Made in partnership with the wilderness-preservation non-governmental organization World Wildlife Fund, Our Planet makes a plea for conservation and the importance of maintaining the habitats of some of our companion species on Earth. 

I Am Greta (2020) & Greta Thunberg: A Year to Change the World (2021)

Greta Thunberg in I Am Greta. Photo Courtesy: Hulu

Swedish climate activist Greta Thunberg hardly needs a presentation. The 18 year old has become one of the most public faces in the fight for climate change awareness, having started the global climate strike movement Fridays for Future

The Hulu documentary I Am Greta captures her in her early days as a teenager striking outside the Swedish Parliament, presents her at home with her family and finishes with her trip across the Atlantic Ocean to speak at the UN Climate Action Summit in New York.
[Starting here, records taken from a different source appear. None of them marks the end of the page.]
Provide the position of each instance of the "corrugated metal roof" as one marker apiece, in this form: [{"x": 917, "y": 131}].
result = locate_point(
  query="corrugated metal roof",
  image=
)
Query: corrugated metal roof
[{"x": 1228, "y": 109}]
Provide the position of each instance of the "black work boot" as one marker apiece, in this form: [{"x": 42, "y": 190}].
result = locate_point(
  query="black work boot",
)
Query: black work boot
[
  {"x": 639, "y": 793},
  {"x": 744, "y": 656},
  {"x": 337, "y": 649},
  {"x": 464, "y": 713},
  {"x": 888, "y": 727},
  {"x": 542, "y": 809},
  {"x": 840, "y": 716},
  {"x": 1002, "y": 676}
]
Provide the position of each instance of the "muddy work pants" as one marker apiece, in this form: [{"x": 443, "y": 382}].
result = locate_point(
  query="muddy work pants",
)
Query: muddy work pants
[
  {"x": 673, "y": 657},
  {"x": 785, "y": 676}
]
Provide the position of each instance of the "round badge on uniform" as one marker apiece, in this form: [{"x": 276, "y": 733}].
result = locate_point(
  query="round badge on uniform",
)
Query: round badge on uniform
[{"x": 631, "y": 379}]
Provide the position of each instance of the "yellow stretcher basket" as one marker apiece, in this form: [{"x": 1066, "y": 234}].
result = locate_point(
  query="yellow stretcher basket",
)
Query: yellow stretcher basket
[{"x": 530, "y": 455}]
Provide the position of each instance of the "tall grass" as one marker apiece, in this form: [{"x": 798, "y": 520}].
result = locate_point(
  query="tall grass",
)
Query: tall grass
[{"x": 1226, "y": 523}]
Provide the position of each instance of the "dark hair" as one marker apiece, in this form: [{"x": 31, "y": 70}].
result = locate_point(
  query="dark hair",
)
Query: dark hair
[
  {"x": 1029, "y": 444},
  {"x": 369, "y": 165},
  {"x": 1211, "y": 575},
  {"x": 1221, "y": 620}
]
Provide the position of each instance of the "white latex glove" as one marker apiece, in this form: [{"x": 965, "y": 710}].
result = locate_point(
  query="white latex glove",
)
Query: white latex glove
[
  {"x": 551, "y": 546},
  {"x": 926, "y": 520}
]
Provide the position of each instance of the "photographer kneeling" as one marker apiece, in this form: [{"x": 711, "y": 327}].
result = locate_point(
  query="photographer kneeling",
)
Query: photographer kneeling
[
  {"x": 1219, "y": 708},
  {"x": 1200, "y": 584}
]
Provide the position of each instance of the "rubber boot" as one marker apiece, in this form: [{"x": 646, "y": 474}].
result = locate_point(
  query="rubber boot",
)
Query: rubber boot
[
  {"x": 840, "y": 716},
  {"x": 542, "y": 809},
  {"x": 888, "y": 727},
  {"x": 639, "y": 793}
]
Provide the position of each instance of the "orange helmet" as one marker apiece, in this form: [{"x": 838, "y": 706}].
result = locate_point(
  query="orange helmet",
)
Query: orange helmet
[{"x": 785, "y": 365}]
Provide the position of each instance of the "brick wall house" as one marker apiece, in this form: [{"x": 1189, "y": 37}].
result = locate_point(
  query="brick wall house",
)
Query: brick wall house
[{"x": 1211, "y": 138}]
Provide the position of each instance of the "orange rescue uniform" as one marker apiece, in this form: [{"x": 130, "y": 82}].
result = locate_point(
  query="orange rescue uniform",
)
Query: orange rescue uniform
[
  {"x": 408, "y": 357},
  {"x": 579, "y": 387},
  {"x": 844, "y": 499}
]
Also on Hulu, you can find the three-episode documentary series Greta Thunberg: A Year to Change the World. The series takes viewers through Greta’s voyage from North America to Madrid, where the UN climate conference was moved in early 2020. It also addresses how the activist had to put her plans on hold due to the COVID-19 pandemic.

Don’t Look Up (2021)

Jonah Hill, Leonardo DiCaprio, Meryl Streep and Jennifer Lawrence in Don’t Look Up. Photo Courtesy: Netflix

This Netflix political satire co-written and directed by Adam McKay (The Big Short) was divisive upon its release in December of 2021 — lots of critics panned it but I actually liked it and the public was ultimately with me. It stars Jennifer Lawrence and Leonardo DiCaprio as two scientists who try to warn anyone who’ll listen about a comet that’s headed toward Earth and set to destroy everything and everyone in a little more than six months. And yet, the world doesn’t necessarily want to listen to such dire prospects.

The movie also stars Meryl Streep as a U.S. President more obsessed with popularity polls than actually running the country. Other than being a commentary on our current dysfunctional relationship with fact and science, Don’t Look Up is yet again a cautionary tale of what could happen if humanity was faced with the worst possible scenario and unable to rise to the occasion. 

Our Great National Parks (2022)

President Barack Obama in front of a mountain range in Yellowstone National Park in Wyoming in Our Great National Parks. Photo Courtesy: Netflix

Released to coincide with Earth Month 2022, this five-part Netflix series is narrated by President Barack Obama, who also executive produces. The docuseries invites the viewer to discover national parks and wild spaces around the world. 

Each episode tells the story of a national park and centers the stories of its wildlife inhabitants. Spanning five continents, the show focuses on the Monterey Bay National Marine Sanctuary in California, Kenya’s Tsavo National Park, the Chilean side of Patagonia and Indonesia’s Gunung Leuser National Park.

And let me end this selection of titles, by throwing in a book as well: Elizabeth Kolbert’s The Sixth Extinction: An Unnatural History, in which you’ll learn about how extensively humans have altered life on Earth in an unprecedented way.